I could never get this working for JetPack 2.3. The 'cmake' works, but doing 'make' ends up producing the fatal error: "THC/THC.h: No such file or directory. I even tried downloading the pre-built archive 'L4T-R24.2-RC1'. Executing ./deepRL-console hello.lua throws "libluajit.so: cannot open shared object file: No such file or directory. Should I just go back to JetPack 2.2?

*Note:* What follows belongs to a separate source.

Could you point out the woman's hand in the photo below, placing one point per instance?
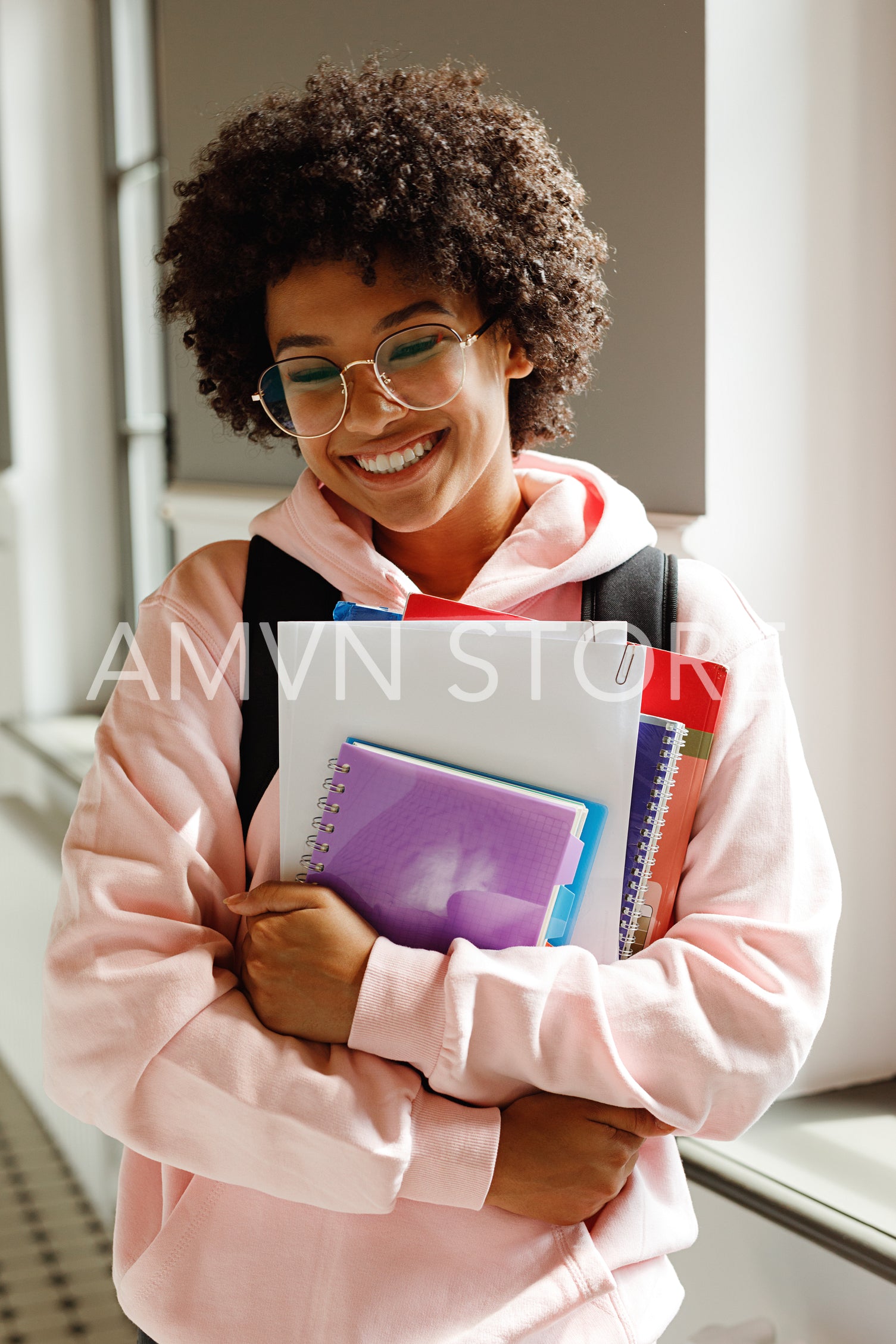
(304, 959)
(562, 1159)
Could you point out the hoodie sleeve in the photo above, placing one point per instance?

dusty-nv commented 7 years ago

OK, I've updated master to build again with latest Torch changes. If you try cloning the repo again, it should work. If you still get the THC/THC.h error, please confirm that build/torch/include/THC/THC.h file is present, otherwise the cmake config script may not have completed correctly.

Regarding the pre-built archive, does it work if you extract the contents as /home/ubuntu/workspace/jetson-inference ?

AerialRobotics commented 7 years ago

The pre-built archive worked once it was executed within the directory you specified above. I was doing it out of /home/ubuntu/jetson-inference. Running the demo I noticed after 400 epochs the wins dramatically decreased from .90 to .50. By 1200 it was back to .90. But then dropped sharply again. Once the algorithm learns, why can't it maintain a high percentage of wins?

DanMcLaughlin commented 7 years ago

@AerialRobotics yeah I noticed this too, have been meaning to dig into the reason. First guess is overfitting and I was going to try saving the model when it reaches 90%+, then switch to inference.

AerialRobotics commented 7 years ago

The build did not go so well. Could not get cmake to even complete. Started receiving many 'Killed' messages. Please see screenshot.
output

gwljf commented 7 years ago

@AerialRobotics I think the reason cause your problem is the memory size. As the talk above, you can add swap. For me, 12GB swap is OK.